Dass Ullmanns Fotos heute noch ins Auge springen, zeigt sich in Berlin-Mitte in einer Ausstellung der Kunststiftung Poll. Auch dort sind Originalabzüge zu sehen, eine erste Auswahl aus dem umfänglichen Nachlass, der noch weitgehend unbearbeitet ist. Als Kenner der Architekturfotografie und besonders von Ullmanns Werk entdeckt Dechau viele alte Bekannte. Und mit Blick auf die Fotos im ICC befürchtet er das Schlimmste:
"Ich habe von Ullmann so viele Bilder gezeigt bekommen, so viele Bilder gesehen. Da wundert es mich schon, dass ich eine solche ausgezeichnete Baustellenfotografie-Serie von ihm nie gezeigt bekommen habe, sie selber nie gesehen habe. Und wenn das dann die einzig übriggebliebenen Originale und damit inzwischen – in Klammern: verhunzten – Unikate wären, dann wäre es extrem schade darum.
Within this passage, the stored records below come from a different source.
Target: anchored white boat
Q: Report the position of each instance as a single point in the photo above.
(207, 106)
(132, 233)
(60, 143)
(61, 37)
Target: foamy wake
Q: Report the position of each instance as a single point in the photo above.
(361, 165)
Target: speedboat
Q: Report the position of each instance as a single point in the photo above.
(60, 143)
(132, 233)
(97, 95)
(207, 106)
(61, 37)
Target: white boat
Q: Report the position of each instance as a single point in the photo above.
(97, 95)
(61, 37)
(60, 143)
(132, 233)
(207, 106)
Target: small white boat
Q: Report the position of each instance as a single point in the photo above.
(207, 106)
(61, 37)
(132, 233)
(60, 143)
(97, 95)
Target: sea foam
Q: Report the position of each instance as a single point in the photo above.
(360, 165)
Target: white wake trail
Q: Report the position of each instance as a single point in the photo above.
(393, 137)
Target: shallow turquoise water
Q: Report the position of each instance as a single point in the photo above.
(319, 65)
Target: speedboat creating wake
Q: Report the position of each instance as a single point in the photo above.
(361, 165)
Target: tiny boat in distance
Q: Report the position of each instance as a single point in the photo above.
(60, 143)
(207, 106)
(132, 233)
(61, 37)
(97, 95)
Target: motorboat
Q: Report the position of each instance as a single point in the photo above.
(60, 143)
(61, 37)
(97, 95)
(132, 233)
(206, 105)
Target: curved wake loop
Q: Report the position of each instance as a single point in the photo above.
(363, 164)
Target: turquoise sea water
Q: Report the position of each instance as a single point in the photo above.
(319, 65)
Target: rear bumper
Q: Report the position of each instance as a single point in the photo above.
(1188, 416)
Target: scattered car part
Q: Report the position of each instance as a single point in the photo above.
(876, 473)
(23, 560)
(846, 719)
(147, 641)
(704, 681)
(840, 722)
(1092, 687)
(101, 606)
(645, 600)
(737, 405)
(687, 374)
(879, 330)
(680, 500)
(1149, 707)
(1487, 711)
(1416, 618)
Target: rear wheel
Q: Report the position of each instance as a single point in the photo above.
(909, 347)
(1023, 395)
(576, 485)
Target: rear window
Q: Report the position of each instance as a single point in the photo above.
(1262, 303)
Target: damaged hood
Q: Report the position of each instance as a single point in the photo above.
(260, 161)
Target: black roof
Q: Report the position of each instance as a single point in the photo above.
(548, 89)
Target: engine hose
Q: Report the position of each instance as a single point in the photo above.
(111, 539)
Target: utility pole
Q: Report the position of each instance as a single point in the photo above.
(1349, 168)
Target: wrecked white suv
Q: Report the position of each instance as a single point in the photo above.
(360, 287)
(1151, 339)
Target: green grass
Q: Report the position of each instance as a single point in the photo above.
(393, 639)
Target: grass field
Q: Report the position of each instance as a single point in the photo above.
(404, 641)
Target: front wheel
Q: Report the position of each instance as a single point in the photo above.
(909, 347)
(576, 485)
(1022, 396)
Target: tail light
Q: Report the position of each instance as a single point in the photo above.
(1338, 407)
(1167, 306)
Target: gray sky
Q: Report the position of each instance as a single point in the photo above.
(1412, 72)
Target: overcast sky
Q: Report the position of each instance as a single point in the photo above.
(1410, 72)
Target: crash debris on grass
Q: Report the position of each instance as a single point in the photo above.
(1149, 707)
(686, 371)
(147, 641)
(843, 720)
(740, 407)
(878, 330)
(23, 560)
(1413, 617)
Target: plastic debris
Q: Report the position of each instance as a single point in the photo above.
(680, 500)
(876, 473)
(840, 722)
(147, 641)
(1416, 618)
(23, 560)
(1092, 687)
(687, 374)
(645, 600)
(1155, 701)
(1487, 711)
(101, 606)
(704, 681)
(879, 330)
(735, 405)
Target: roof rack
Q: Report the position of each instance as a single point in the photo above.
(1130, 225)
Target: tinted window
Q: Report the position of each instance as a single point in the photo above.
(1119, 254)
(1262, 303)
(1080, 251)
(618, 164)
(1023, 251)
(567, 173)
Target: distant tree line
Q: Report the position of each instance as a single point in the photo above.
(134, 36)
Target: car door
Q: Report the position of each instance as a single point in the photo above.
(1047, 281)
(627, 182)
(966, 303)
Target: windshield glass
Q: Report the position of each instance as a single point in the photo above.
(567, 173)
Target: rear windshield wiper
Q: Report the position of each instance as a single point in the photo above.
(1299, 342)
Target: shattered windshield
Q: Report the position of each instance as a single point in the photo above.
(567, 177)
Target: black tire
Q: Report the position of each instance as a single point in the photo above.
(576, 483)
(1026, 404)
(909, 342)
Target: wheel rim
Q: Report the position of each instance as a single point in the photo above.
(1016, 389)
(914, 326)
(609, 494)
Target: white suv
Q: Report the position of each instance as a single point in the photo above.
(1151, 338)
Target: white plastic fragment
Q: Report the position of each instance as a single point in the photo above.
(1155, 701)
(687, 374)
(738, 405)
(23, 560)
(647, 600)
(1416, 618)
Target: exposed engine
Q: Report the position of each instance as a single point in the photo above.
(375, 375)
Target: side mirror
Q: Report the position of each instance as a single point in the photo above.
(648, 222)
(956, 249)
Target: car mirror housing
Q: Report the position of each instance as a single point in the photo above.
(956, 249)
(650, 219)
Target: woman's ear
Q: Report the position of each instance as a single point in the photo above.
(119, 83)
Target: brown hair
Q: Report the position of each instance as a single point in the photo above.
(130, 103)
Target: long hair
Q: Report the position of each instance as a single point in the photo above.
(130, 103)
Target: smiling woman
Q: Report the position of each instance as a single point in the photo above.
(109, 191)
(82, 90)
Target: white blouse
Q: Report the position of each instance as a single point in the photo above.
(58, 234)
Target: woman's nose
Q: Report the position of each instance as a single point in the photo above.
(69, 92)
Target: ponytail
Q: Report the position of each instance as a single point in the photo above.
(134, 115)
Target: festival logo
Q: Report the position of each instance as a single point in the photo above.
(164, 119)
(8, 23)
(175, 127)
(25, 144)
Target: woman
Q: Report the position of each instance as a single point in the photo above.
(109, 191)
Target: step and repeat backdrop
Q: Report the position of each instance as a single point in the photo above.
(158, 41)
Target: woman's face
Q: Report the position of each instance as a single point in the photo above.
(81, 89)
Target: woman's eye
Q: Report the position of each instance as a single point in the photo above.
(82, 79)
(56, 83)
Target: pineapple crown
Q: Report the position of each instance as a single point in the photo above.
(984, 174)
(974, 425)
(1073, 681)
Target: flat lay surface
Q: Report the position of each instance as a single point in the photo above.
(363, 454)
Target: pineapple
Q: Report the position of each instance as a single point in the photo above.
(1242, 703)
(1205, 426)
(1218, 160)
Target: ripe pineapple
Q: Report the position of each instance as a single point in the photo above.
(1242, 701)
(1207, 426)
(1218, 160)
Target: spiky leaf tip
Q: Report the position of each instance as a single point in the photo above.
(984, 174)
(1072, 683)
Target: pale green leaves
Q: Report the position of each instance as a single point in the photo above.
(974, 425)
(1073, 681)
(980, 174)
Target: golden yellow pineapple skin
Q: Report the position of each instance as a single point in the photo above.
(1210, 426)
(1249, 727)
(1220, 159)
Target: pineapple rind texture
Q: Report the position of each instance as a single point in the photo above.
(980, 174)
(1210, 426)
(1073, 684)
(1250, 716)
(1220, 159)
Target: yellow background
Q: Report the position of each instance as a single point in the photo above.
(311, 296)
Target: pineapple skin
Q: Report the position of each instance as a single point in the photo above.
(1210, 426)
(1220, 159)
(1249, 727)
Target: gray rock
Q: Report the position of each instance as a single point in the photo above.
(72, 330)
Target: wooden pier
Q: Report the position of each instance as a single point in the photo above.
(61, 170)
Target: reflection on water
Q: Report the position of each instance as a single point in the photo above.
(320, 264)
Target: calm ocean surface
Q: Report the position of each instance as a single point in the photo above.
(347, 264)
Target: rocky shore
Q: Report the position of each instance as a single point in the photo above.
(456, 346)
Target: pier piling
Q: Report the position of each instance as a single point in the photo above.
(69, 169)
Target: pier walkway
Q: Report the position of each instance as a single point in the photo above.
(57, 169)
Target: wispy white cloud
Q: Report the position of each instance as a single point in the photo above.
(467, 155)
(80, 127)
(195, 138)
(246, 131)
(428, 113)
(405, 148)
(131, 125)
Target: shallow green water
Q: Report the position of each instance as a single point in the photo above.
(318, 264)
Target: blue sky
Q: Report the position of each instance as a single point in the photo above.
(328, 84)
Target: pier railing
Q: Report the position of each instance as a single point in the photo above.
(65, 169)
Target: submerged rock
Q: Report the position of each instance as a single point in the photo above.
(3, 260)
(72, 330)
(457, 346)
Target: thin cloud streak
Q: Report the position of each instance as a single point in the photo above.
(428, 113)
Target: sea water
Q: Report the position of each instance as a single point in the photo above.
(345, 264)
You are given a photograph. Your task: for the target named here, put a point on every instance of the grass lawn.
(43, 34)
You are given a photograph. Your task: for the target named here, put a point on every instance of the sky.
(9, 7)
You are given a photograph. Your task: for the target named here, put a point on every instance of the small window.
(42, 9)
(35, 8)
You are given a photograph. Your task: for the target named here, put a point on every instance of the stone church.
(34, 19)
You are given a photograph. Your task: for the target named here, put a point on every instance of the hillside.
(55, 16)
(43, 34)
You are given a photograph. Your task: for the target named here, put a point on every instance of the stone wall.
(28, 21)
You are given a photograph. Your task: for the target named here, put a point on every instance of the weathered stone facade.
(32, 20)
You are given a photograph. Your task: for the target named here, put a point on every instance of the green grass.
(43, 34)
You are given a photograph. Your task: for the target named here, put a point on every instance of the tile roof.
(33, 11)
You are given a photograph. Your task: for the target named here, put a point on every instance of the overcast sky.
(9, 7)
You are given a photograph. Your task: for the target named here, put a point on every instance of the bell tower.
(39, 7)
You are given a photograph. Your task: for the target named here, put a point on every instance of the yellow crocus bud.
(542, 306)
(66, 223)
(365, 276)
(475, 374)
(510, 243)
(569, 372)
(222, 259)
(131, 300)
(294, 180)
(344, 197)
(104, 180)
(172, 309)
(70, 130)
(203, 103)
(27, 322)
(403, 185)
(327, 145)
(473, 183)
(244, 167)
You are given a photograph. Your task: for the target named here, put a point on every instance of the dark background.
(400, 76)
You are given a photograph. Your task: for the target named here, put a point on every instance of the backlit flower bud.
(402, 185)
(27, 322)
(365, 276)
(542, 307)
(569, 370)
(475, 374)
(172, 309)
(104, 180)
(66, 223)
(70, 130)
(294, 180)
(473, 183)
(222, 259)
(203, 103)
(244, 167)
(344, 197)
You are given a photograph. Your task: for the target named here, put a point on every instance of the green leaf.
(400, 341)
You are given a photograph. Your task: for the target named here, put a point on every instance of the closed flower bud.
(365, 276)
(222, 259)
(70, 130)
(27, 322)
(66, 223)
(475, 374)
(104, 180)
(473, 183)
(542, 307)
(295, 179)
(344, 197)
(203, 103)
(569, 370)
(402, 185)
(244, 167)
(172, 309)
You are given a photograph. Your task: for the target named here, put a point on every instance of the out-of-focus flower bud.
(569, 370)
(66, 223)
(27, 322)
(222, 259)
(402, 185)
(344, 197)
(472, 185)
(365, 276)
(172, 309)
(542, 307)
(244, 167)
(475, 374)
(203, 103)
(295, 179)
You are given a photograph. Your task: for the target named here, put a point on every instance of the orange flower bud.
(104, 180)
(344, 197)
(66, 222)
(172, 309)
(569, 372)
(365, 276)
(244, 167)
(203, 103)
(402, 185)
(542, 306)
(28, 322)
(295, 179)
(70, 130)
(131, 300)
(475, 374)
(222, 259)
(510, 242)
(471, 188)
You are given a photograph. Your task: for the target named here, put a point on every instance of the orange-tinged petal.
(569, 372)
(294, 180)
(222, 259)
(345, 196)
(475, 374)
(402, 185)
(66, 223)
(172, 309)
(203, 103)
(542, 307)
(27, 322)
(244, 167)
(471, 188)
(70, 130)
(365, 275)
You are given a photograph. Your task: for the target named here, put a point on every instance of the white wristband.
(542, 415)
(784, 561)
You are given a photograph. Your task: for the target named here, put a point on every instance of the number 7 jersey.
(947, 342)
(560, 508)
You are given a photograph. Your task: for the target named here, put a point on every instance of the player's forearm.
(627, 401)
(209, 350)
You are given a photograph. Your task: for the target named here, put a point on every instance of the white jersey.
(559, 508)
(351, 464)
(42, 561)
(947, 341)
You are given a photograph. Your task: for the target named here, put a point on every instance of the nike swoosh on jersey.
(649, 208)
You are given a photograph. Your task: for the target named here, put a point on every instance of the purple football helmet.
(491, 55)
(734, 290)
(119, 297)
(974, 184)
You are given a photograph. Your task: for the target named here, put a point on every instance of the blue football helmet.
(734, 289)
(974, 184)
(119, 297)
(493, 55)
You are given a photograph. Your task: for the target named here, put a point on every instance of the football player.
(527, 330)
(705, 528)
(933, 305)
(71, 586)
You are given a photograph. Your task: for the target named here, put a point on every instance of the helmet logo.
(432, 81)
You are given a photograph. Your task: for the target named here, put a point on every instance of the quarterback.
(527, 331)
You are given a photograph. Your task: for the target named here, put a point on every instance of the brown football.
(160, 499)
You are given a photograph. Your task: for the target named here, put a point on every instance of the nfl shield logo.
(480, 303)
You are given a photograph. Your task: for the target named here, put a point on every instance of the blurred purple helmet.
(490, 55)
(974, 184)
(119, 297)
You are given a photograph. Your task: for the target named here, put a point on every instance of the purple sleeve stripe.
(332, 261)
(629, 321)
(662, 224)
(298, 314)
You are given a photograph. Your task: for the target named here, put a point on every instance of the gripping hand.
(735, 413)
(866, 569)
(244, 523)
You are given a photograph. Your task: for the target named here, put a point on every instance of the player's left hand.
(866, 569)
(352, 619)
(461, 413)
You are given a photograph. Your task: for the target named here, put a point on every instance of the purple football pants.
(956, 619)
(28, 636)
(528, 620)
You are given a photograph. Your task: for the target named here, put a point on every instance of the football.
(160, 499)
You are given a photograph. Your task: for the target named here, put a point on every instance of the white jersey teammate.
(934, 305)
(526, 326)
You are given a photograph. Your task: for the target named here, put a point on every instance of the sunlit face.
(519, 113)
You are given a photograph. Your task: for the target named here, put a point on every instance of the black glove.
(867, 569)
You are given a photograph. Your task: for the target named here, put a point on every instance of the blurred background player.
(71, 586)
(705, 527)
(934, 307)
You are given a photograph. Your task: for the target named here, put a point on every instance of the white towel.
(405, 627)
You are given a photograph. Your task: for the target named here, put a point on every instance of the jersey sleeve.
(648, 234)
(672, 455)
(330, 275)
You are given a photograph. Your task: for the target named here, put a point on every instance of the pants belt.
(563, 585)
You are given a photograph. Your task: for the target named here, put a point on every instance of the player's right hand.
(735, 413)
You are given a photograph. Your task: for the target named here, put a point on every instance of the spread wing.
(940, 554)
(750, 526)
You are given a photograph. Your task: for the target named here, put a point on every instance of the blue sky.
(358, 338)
Da möchte man die Hausmeister patschen dafür, dass sie dann auch noch mit untauglichen Mitteln, mit dem Bosch-Hammer oder ich weiß nicht womit durch die Bilder durchgebohrt haben um sie irgendwie an der Wand zu befestigen. Es tut weh!"
Doch auch wenn sich die Negative der ICC-Serie im Nachlass finden sollten, sind die Schäden irreparabel. Denn Gerhard Ullmann hatte selbst für die Auswahl der Motive und die Abzüge gesorgt, im Berliner Kongresszentrum verkommt also so etwas wie eine "Foto-Installation“, ein Unikat, etwas Einmaliges. Aber niemand stemmt sich gegen diesen Verlust. Die Berliner Senatskulturverwaltung lehnt jede Verantwortung ab mit der Begründung, dass es sich gar nicht um "Kunst am Bau“ handelt: Tatsächlich wurden Ullmanns Fotos 1980 aus "zusätzlichen Mitteln“ von der Messe AG erworben, wie es auf der Internetseite des ICC heißt. Damit aber befindet sich die Kunst zumindest indirekt im Besitz des Landes Berlin. Und irgendjemand sollte dort zuständig sein für die Pflege und Erhaltung – nicht nur dieser "schönen Bescherung“, sondern überhaupt aller Kunstbestände der öffentlichen Hand.